There is a little bit of overlap between the benefit and risk at the individual patient level and the control of the system. In line with the clinical guidance to which I have referred, every time a patient is put onto the MCAP programme, it must be initiated by a consultant. The enrolment process has been outlined. A treatment programme must then be put into the medical record of each patient. That sets out the background to the decision to introduce the patient onto the programme and includes the product and dosage that are going to be used. It is important that there is an agreement on what the expected outcome should be in terms of improvement. Actual measurements are put in place. There is a monitoring plan for the patient. Patients are monitored at regular intervals to ensure that those improvements are being realised.

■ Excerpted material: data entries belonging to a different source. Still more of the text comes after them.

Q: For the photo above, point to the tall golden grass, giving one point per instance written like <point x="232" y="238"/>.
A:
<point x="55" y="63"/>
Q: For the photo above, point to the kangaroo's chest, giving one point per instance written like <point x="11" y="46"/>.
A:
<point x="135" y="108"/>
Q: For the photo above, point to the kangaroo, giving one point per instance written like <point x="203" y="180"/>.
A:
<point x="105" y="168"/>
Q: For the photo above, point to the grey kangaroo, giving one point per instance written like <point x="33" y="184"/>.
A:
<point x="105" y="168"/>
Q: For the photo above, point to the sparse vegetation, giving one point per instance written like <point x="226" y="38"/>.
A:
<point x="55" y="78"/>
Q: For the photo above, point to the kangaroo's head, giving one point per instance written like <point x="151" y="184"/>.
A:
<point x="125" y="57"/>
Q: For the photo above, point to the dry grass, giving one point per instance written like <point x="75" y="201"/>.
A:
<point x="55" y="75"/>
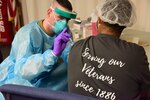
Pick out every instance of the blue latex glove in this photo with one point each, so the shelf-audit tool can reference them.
(60, 42)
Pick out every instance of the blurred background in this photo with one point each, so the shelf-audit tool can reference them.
(25, 11)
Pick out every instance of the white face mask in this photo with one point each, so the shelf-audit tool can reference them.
(58, 26)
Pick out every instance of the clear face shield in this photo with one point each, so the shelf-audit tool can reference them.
(61, 23)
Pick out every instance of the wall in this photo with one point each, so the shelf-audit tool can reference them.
(35, 9)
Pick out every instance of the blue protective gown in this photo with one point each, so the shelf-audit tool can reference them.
(31, 61)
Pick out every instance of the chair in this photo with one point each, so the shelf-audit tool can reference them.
(18, 92)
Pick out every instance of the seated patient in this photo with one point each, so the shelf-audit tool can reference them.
(106, 67)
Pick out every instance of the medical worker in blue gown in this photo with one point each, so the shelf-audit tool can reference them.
(39, 51)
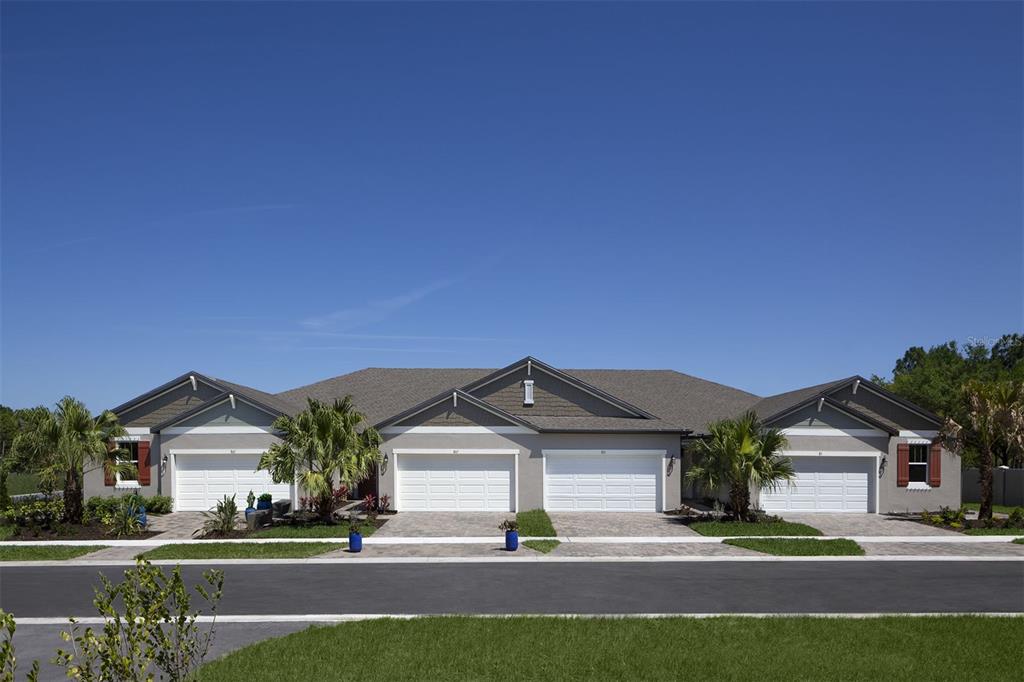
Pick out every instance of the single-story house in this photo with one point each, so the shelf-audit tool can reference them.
(530, 435)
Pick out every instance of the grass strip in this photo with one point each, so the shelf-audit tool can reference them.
(45, 552)
(542, 546)
(566, 648)
(994, 531)
(213, 550)
(312, 530)
(535, 523)
(726, 528)
(800, 547)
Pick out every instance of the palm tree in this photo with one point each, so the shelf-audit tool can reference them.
(994, 419)
(320, 444)
(743, 455)
(62, 442)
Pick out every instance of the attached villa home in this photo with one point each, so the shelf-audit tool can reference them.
(530, 435)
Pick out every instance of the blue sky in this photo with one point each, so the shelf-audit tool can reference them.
(768, 196)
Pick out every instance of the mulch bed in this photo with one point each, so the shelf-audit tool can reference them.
(84, 531)
(245, 533)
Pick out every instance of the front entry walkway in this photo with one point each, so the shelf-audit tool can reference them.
(614, 524)
(864, 524)
(443, 524)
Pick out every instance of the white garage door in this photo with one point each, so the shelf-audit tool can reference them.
(602, 482)
(203, 480)
(456, 482)
(825, 484)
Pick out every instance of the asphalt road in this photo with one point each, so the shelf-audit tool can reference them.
(561, 588)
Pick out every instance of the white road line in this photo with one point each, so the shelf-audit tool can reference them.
(351, 617)
(509, 559)
(595, 540)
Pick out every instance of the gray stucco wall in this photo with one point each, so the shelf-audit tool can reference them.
(902, 500)
(530, 446)
(93, 479)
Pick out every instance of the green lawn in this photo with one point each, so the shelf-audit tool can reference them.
(23, 483)
(799, 547)
(725, 528)
(214, 550)
(999, 509)
(542, 546)
(726, 648)
(44, 552)
(336, 530)
(535, 523)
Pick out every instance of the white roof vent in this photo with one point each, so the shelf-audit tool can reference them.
(527, 391)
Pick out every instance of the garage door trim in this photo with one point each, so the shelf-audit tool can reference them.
(508, 452)
(660, 454)
(878, 456)
(174, 452)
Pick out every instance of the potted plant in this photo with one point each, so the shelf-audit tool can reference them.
(354, 537)
(250, 505)
(511, 528)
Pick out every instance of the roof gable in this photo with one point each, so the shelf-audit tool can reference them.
(556, 393)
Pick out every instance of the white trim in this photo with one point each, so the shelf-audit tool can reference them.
(455, 429)
(810, 430)
(217, 451)
(824, 453)
(180, 430)
(455, 451)
(663, 453)
(918, 434)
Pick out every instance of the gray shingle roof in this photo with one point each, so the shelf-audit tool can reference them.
(773, 405)
(680, 401)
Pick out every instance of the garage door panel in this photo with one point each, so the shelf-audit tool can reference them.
(455, 482)
(830, 484)
(602, 482)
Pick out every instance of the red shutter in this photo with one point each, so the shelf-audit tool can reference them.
(109, 477)
(143, 463)
(902, 464)
(935, 465)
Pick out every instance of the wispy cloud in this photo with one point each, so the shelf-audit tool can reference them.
(375, 310)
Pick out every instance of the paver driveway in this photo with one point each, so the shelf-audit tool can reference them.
(617, 524)
(864, 524)
(443, 524)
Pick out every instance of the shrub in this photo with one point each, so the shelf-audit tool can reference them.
(219, 520)
(37, 514)
(147, 623)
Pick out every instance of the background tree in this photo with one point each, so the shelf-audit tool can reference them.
(742, 455)
(934, 378)
(323, 444)
(60, 444)
(994, 421)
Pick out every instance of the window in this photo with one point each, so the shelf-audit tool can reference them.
(919, 464)
(130, 455)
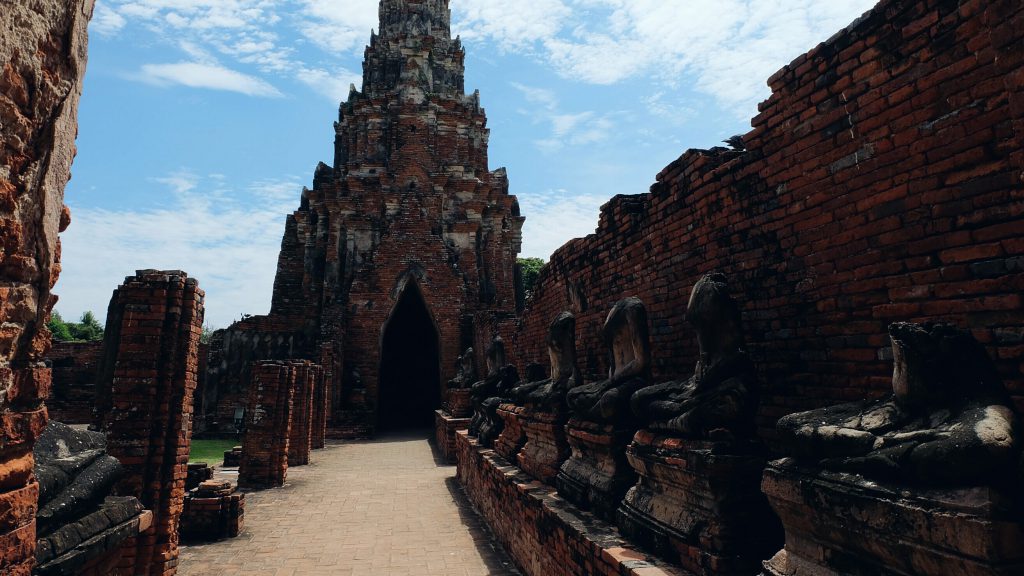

The overriding principle is that anybody who starts on one of these products starts low and goes slow. The dosage starts at the lowest level and is worked upwards. If the measurements I have spoken about are not met, there is also a work-down. The treatment can be stopped. It is an individualised programme that is supervised at an appropriate medical level, which is part of the control system. I do not want to overlap with what Mr. O'Connor already said. These substances are controlled under the misuse of drugs legislation and there is an additional tracking system. For example, if a wholesaler is bringing in stocks that must be held for onward supply to patients, a separate licensing system tracks them. A reconciliation process is done on the amounts that come in, are used and are in stock. The HPRA has a role in monitoring that as well. There are many levels of control across the system to prevent leakage. From the benefit-risk point of view, it comes down to an individual patient decision, closely supervised by a doctor.